Наталья говорит: «Или я не нравлюсь тебе?»
Он отвечает: «Нравишься. Больше, чем нравишься. Я тебя полюбил. Увидел – и полюбил. Вот беда в чём…» И дальше – она: «Полюбил? Какая же здесь беда? Это замечательно. Меня никто никогда не любил. Гладили как соболька, а пальцы берегли: зубов боялись». И ещё дальше: «При яростных вспышках молний ты совсем не такая, хотя и кажешься девочкой, скуластенькой девочкой. Ну так кто же ты? Скажи. Ещё есть время. Или его уже нет? Но ты, конечно, не скажешь… Молнии, одна за другой, выхватывают из темноты твои плечи, твои ключицы, нежный, уходящий в тень изгиб бедра, матовое свечение колена».
Мой герой просит:
«– Не уходи никуда. Сядь. Ты и вправду северянка?
– А разве не видно? Вся – в мать. Она хоть и крещёная была, а верила, что любая вещь обладает душой.
– Я тоже верю, – признался Невьянцев. – И у меня такое же чувство.
– Такое, да не такое. Для этого в семье охотников родиться следует. Моя мать, Абакаяда, не сомневалась, что у рек, у тайги, у зверей свои хозяева имеются. Духи, одним словом. Не афганские, конечно. – Она усмехнулась. – Я замечала, как матушка моя общалась со своими духами, просила их о помощи.
– А ты-то сама просишь?
– Может, и прошу, Илюшенька. Может, и прошу. Нас обращали в христианство, мы на иконы крестились с давних пор, а поглубже заглянешь – язычники. Что со мной отец только ни делал – не выбил дури этой… Я – таёжница-охотница. От меня соснами должно пахнуть…»

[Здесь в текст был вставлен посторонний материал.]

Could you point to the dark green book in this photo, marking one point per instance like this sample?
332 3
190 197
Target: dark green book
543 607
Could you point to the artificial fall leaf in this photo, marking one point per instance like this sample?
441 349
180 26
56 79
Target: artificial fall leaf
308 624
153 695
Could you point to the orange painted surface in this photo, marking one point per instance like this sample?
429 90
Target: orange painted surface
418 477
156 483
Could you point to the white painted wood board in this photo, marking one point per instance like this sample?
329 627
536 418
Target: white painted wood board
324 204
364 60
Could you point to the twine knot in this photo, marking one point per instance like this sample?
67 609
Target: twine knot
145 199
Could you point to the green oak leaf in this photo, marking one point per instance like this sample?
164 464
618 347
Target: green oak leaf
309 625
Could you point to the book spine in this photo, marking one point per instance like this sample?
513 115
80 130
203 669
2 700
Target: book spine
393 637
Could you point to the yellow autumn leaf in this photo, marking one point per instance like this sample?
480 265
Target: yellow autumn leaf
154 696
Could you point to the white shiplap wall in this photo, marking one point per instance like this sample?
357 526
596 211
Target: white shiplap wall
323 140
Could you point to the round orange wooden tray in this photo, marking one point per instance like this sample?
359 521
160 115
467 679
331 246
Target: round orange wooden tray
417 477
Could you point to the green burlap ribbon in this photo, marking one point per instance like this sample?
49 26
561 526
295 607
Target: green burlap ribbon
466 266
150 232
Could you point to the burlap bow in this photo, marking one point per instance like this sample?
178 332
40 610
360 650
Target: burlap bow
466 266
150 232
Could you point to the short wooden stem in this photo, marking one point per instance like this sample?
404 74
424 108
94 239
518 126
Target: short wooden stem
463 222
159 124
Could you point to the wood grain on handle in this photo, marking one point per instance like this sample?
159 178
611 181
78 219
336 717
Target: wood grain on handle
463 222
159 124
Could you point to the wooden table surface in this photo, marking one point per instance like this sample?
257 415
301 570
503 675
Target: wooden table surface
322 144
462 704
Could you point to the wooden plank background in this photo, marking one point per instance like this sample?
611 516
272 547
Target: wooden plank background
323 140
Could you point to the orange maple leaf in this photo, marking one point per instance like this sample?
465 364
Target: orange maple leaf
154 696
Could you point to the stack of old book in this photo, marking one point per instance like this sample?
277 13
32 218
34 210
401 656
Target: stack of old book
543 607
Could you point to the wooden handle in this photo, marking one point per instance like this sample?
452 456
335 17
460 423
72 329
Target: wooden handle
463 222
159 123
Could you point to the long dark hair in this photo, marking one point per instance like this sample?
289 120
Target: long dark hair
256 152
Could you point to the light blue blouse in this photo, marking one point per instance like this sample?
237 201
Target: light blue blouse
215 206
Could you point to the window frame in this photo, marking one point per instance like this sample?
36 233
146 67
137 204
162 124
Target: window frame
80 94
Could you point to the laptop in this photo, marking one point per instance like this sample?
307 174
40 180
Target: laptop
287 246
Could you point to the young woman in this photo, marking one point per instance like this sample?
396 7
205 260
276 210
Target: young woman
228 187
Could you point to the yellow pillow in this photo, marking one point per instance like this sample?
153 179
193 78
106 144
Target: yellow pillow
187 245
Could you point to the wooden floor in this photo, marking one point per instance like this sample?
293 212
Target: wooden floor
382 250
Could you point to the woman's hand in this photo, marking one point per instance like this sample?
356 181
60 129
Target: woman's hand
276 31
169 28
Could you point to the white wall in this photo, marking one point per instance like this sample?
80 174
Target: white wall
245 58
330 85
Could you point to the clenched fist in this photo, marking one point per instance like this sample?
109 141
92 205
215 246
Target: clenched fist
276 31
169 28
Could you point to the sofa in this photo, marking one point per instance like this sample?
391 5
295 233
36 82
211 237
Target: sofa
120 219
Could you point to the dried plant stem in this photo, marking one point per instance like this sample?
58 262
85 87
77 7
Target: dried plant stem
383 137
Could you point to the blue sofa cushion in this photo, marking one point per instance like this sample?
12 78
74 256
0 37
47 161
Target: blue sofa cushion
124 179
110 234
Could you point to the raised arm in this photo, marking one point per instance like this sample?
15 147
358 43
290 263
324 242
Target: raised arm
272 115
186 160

Светлана и позже признавалась:
…Зажигаю я на Святки
Сине-чёрную свечу.
Без опаски, без оглядки
С силой тёмною шучу.
Ставлю зеркало в оправе
Из литого серебра.
Неразумный разум вправе
Ждать от нечисти добра.
……………………………
Начинает нечисть чары
Залихватским говорком.
Подымает нечисть чары
С заграничным коньяком…
В «Кудеярском эпилоге» я был, пожалуй, не так уж далёк от истины, хотя мать Светланина, отнюдь не Абакаяда, замечательная Лидия Ивановна, учительствовала, преподавала русский язык в школе, где директорствовал её муж, Александр Александрович, втайне гордившийся тем, что он – из ссыльных («кровь поляка седого и татарская кровь»), и всё это – «над Витимом угрюмым, над таёжною далью», в центре Ленского золотопромышленного района, в Бодайбо. И отец, и мать в Гражданскую были на стороне «белых», у Колчака – это в тридцатых годах и заставило их бежать в глубинку из Иркутска.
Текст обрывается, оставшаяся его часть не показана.